Science & Technology



New York City greenlights congestion pricing – here’s how this toll plan is expected to improve traffic, air quality and public transit

John Rennie Short, University of Maryland, Baltimore County, The Conversation on

Published in Science & Technology News

New York City is poised to launch the first congestion pricing plan to reduce traffic in a major U.S. metropolitan area. Like many journeys in the Big Apple, this one has been punctuated by delays. Once the system starts up, however, it’s expected to significantly reduce gridlock in Manhattan and generate billions of dollars to improve public transit citywide.

The basic idea is simple. To enter the Congestion Relief Zone, which covers Manhattan south of 60th Street, large trucks will pay $36, small trucks $24, passenger vehicles $15 and motorcycles $7.50. Ride-share vehicles and taxis will pay $2.50 and $1.25, respectively. Peak hours run from 5 a.m. to 9 p.m. on weekdays and 9 a.m. to 9 p.m. on weekends; overnight tolls are discounted by 75%.

Evidence from cities around the world shows that charging motorists fees for driving into city centers during busy periods is a rarity in urban public policy: a measure that works and is cost-effective. Congestion pricing has succeeded in cities including London, Singapore and Stockholm, where it has eased traffic, sped up travel times, reduced pollution and provided funds for public transportation and infrastructure investments.

As an urban policy scholar, I’m looking forward to seeing New York’s plan go into effect. There may well be surprises and adjustments as officials see how it works in practice. But given the heavy costs that traffic imposes on public health and productivity, I’m encouraged to see a major U.S. city finally test this approach.

Congestion pricing is a response to externalities – costs or benefits that are generated by one party but incurred by another. Clogged city streets and air pollution are externalities created by urban car users, many of whom live outside the city.

This concept has been around for some time.
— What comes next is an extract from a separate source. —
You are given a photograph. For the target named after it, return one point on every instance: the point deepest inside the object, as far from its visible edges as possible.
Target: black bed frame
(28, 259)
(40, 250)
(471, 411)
British economist Arthur Pigou discussed it as early as 1920 as part of his attempt to remedy the suboptimal workings of the market system. In Pigou’s view, taxing harmful activities would discourage people from engaging in them.


Other thinkers took up this idea. In 1963, Canadian economist William Vickrey, a future Nobel laureate, argued that roads were scarce resources that needed to be valued by imposing costs on users.
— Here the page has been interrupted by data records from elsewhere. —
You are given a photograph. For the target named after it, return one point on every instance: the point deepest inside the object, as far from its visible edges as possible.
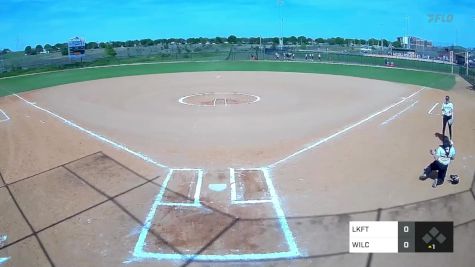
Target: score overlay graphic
(395, 237)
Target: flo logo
(434, 233)
(440, 18)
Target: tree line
(232, 39)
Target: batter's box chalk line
(3, 116)
(293, 251)
(139, 254)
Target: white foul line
(6, 116)
(95, 135)
(344, 130)
(430, 111)
(399, 113)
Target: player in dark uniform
(442, 157)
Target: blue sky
(31, 22)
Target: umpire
(442, 157)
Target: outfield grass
(25, 83)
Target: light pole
(407, 32)
(281, 42)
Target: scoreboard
(396, 237)
(76, 47)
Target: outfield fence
(361, 59)
(20, 64)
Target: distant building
(412, 42)
(403, 52)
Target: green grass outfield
(30, 82)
This approach is behind behavioral economics, the policy strategy of using “nudges” that preserve choice but encourage certain actions. Congestion pricing assumes that increased prices will make people heading into New York think more carefully about their travel patterns, and about alternatives to driving.

Congestion pricing in a city a big as New York is no small step. The New York plan was presented to the board of the Metropolitan Transit Authority in November 2023 after years of study and a detailed environmental impact assessment, required by federal law.
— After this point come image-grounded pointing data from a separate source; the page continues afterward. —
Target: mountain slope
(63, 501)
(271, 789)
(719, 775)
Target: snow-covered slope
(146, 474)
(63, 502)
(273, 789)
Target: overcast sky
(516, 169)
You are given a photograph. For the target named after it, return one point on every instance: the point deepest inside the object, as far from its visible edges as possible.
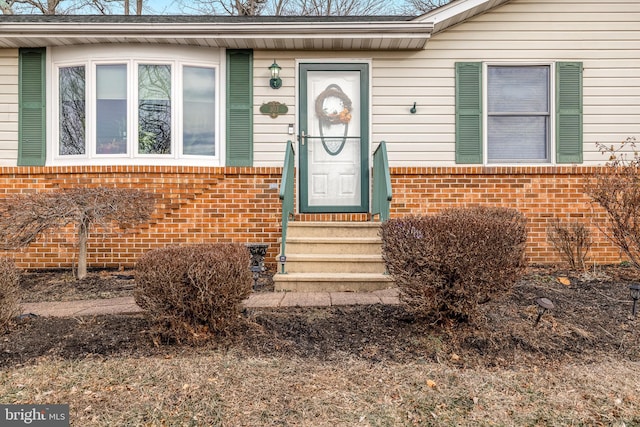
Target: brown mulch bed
(591, 321)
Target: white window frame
(485, 113)
(92, 56)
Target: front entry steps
(333, 257)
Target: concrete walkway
(127, 305)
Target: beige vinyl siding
(8, 107)
(604, 36)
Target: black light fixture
(635, 295)
(276, 81)
(543, 305)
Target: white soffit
(398, 34)
(457, 11)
Project sponsors, which include several city agencies and the state transportation department, stated in the impact assessment that on an average weekday, an estimated 1.86 million people entered lower Manhattan by motor vehicle. Travel speeds in Manhattan’s central business district, below 60th Street, declined by 23% between 2010 and 2019, from 9.1 to 7.1 mph. The traffic was generating air and noise pollution, wasting travelers’ time, increasing business costs and preventing emergency vehicles from responding quickly to accidents.